Quantcast

Gouverneur expansion represents new trend in care

One of the spacious new exam rooms that Gouverneur Healthcare Services will unveil at an opening ceremony on Sept. 19. Downtown Express photo by Aline Reynolds

 

BY ALINE REYNOLDS  |  New York’s largest municipal freestanding healthcare clinic, situated on the Lower East Side, is about to get even larger.

Gouverneur Healthcare Services is gutting its ambulatory care center and nursing home in its current location at 227 Madison Street and expanding its services in a new, adjacent building with the goal of enhancing treatment and better accommodating Lower Manhattan’s growing senior population.

Since the center was originally designed as a hospital back in the late 1960s, it wasn’t structurally prepared to meet the demands of such a large outpatient facility, according to Sanford Operowsky, Gouverneur’s associate executive ­director. As a result, its services, he said, have been cramped to the point that Gouveneur staff has had to convert office space into additional exam rooms for patients.

“Being able to do these renovations and expansions enables us to implement the latest healthcare models and realign our services to what the community needs,” said Operowsky.

The facility’s nursing department will grow from 210 to 295 beds and house 40 beds per floor, rather than 60, to give patients more space and privacy. Its broadened ambulatory department will be able to perform surgeries, colonoscopies, CAT scans, and provide acute care to patients that don’t require hospitalization.

“We’ll be able to treat people who are much sicker than we do now and admit clientele that’s much more likely to return home,” said William Bateman, director of medical and professional affairs at Gouverneur.

The nursing home, in other words, will cater more to seniors who are rehabilitating or recovering from illnesses or injuries rather than those who are permanently disabled or would like to age in place, Bateman explained.
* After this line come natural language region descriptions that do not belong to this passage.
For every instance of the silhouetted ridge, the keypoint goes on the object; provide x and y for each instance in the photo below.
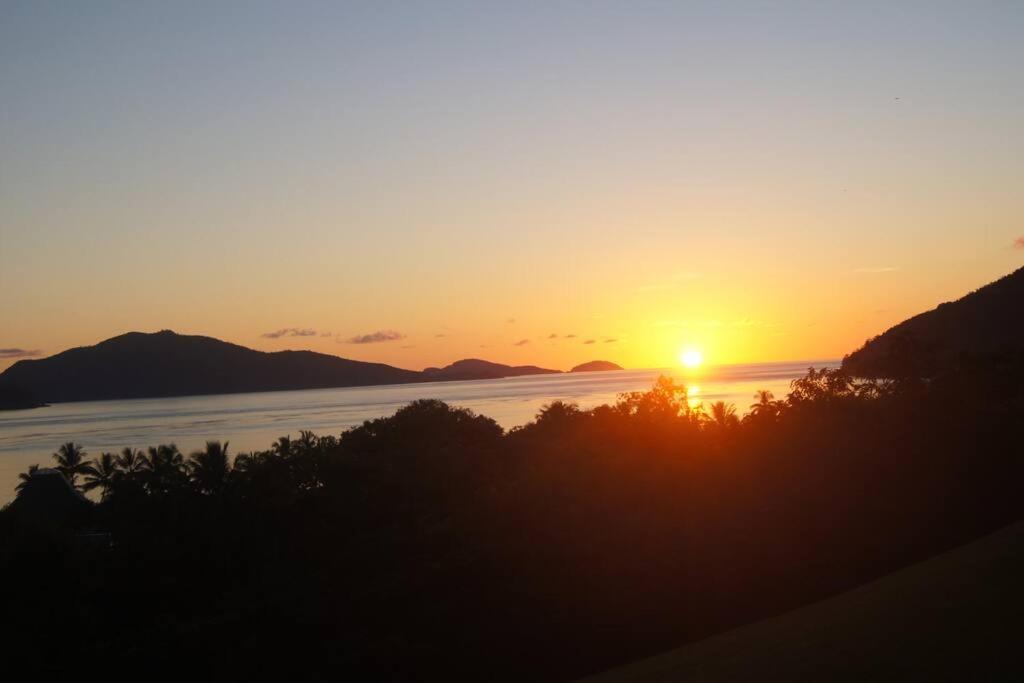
(987, 323)
(474, 369)
(164, 364)
(138, 365)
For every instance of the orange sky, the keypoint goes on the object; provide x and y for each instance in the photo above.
(505, 183)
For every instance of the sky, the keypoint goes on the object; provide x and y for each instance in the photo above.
(545, 183)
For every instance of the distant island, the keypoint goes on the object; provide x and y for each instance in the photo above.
(987, 323)
(474, 369)
(14, 397)
(165, 364)
(596, 367)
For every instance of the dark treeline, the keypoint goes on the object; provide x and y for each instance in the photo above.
(431, 543)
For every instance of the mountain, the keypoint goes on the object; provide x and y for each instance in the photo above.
(165, 364)
(985, 323)
(595, 367)
(474, 369)
(15, 397)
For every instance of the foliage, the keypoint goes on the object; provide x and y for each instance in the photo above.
(431, 541)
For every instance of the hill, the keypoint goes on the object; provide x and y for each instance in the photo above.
(953, 617)
(165, 364)
(16, 398)
(986, 323)
(595, 367)
(474, 369)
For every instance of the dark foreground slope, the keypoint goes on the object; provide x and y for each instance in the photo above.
(953, 617)
(985, 324)
(165, 364)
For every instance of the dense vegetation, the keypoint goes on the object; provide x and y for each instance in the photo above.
(431, 543)
(986, 323)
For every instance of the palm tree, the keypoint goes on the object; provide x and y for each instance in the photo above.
(71, 461)
(101, 473)
(283, 446)
(26, 477)
(130, 461)
(209, 469)
(764, 404)
(164, 467)
(723, 415)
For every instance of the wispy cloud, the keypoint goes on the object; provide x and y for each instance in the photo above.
(375, 337)
(18, 352)
(289, 332)
(878, 269)
(666, 283)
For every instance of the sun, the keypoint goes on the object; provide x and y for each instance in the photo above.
(691, 357)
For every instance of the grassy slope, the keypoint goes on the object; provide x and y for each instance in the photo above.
(956, 616)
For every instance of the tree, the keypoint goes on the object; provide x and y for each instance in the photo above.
(765, 407)
(71, 461)
(723, 415)
(101, 473)
(210, 468)
(26, 476)
(164, 468)
(130, 461)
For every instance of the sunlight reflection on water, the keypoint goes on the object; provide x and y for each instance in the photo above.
(253, 421)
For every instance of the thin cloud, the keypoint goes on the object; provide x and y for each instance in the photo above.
(376, 337)
(878, 269)
(289, 332)
(18, 352)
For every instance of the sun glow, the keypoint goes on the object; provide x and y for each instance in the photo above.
(691, 358)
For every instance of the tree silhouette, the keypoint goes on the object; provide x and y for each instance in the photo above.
(723, 415)
(210, 468)
(131, 461)
(164, 468)
(26, 477)
(71, 461)
(101, 473)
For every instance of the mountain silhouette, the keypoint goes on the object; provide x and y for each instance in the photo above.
(165, 364)
(474, 369)
(595, 367)
(988, 322)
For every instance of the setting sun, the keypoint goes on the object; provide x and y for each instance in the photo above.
(691, 357)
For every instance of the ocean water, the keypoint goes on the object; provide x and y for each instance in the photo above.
(253, 421)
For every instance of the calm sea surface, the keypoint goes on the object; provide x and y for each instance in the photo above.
(253, 421)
“We’re focusing more on taking people who we can get home, as opposed to people whose conditions are such that they’ll never be able to return to independent living,” said Bateman.
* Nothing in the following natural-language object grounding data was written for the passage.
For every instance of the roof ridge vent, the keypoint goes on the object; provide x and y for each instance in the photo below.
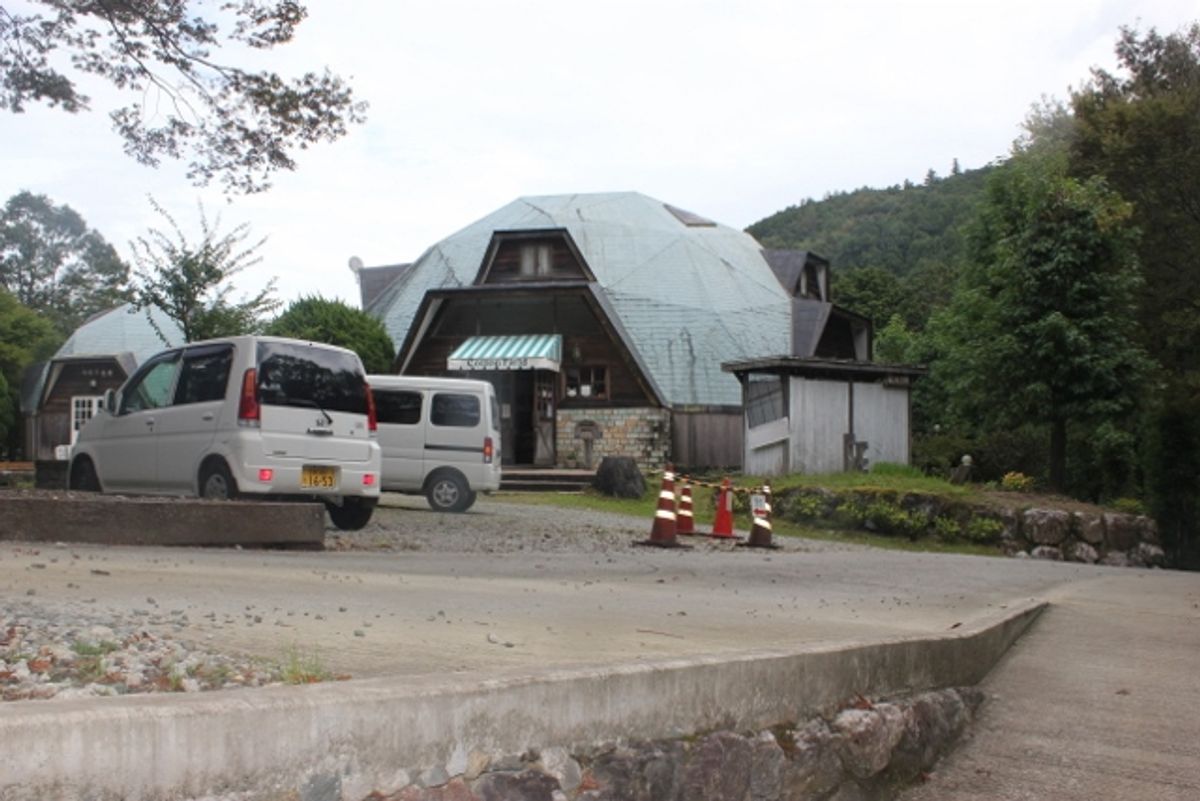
(689, 218)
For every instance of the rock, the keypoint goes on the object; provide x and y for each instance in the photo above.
(526, 786)
(1080, 552)
(1047, 527)
(1149, 530)
(813, 768)
(1115, 559)
(619, 477)
(864, 738)
(1121, 531)
(766, 768)
(718, 769)
(1090, 528)
(558, 763)
(1047, 552)
(1150, 555)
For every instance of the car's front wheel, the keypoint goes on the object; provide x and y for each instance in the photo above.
(353, 513)
(216, 482)
(83, 476)
(449, 492)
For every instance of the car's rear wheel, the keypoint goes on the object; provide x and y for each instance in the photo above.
(353, 513)
(449, 492)
(216, 482)
(83, 476)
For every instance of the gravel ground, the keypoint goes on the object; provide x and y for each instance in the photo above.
(52, 655)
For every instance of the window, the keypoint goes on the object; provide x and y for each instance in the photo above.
(765, 399)
(397, 408)
(310, 377)
(455, 410)
(151, 386)
(83, 408)
(587, 383)
(205, 374)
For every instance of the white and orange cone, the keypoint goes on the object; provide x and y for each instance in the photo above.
(663, 533)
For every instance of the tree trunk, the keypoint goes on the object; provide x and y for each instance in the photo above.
(1057, 455)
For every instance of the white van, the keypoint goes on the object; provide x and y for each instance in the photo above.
(239, 416)
(441, 437)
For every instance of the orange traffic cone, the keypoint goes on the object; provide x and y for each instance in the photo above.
(760, 530)
(663, 533)
(723, 522)
(685, 522)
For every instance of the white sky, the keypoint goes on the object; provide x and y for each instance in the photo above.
(732, 109)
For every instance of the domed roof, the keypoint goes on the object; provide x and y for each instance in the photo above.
(689, 293)
(123, 330)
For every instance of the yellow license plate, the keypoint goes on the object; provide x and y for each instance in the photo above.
(317, 477)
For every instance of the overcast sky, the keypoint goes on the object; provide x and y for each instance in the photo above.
(733, 110)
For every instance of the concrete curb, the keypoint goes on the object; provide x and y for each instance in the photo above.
(348, 739)
(120, 521)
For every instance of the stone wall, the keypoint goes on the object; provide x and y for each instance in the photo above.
(1093, 536)
(864, 751)
(643, 434)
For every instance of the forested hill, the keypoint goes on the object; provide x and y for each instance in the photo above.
(897, 229)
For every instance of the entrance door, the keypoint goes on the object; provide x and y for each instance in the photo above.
(544, 384)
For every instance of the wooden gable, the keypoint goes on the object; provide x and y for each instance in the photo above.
(532, 256)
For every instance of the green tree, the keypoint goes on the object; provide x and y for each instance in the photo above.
(25, 337)
(191, 283)
(1140, 130)
(1042, 327)
(54, 264)
(333, 321)
(232, 122)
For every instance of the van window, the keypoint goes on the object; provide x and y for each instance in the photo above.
(310, 377)
(397, 408)
(151, 387)
(205, 374)
(455, 410)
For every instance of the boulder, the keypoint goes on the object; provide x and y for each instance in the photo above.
(619, 477)
(1090, 528)
(1045, 527)
(1149, 530)
(718, 769)
(1121, 531)
(813, 768)
(1150, 555)
(1116, 559)
(864, 738)
(1080, 552)
(1047, 552)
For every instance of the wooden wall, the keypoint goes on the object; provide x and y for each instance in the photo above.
(707, 439)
Eventually, the facility plans to rent out part of the new space to an outside provider that would open a dialysis center.

In designing the new space, staff strove to create a cozy environment by adding fireplaces, fish tanks and other resident- and patient-friendly amenities, in addition to having natural light flow into wider, more navigable hallways and common rooms. All nursing home residents will have suites with private bedrooms, and they’ll either share bathrooms with another resident or have their own.

“It’s going to provide a brighter, more cheerful space to come to get care in,” assured Bateman. “We do expect we’ll be able to utilize space effectively, in a matter that decreases the amount of time people have to wait [to receive care].”

The space modifications represent a “culture” change in municipal care systems in that the new-and-improved facility will simulate a private care center, according to Eugene Leung, senior project manager of the Dormitory Authority of the State of New York, one of the agencies overseeing the renovations.

“This project represents a feeling by the Mayor and [the NYC Health and Hospitals Corporation] that there should be no difference between the public and private system, and that everyone deserves terrific care regardless,” said Leung.

“They really wanted to divorce the image of the institutional [setting] that has kind of beset the city’s municipal system for many, many years, and wanted these people to feel like they’re in a dignified home — maybe better than what their own homes were providing,” echoed James Palace, project executive for Hunter Roberts Construction Group, Gouverneur’s construction manager.

Gouverneur has instructed Palace and his team to create a grand entrance along Madison Street, with granite steps and a spacious lobby comprised of maple wood walls and terrazzo floors. The new center will also have an auditorium used for fundraising and community events, as well as two rooftops for nursing home patients to enjoy the outdoors.

Palace’s team broke ground at the next door property in early 2009 and plans to have the new 13th floor (the first completed space) ready for patients in October. The project has proven difficult, he said, since the facility’s nursing and ambulatory services must go uninterrupted throughout the duration of the construction period.

“On paper it looked one way, but in practicality, we had to keep the facility functioning properly and meet budget issues and schedule demands that started to become pressing issues for the facility,” said Palace.

As a result, construction crews had to make adjustments to their usual procedures and schedule so as to minimize the disruption the residents and patients would experience.

“We’ve done hundreds of water and electrical shutdowns, and we try to do it at times that are least impactful to residents and the people that work there,” said Palace.

The project also entails a complete infrastructure upgrade of the existing building’s electrical, mechanical and plumbing systems, and a merging of the old and new building so they feel connected.

The team has been able to overcome these challenges, Palace said, by proactively working toward the common objective Gouverneur and his team shared: getting the expanded facility up and running as quickly as possible.

“Everyone was able to check their egos at the door, cooperate and communicate,” said Palace.

Gouverneur will host an opening ceremony on Mon., Sept. 19. The new facility will be completed in late 2013. Funding for the approximately $200 million project largely came from the capital budget of the NYC H.H.C. The center has also obtained grants through the Lower Manhattan Development Corporation, Congresswoman Nydia Velazquez and Manhattan Borough President Scott Stringer.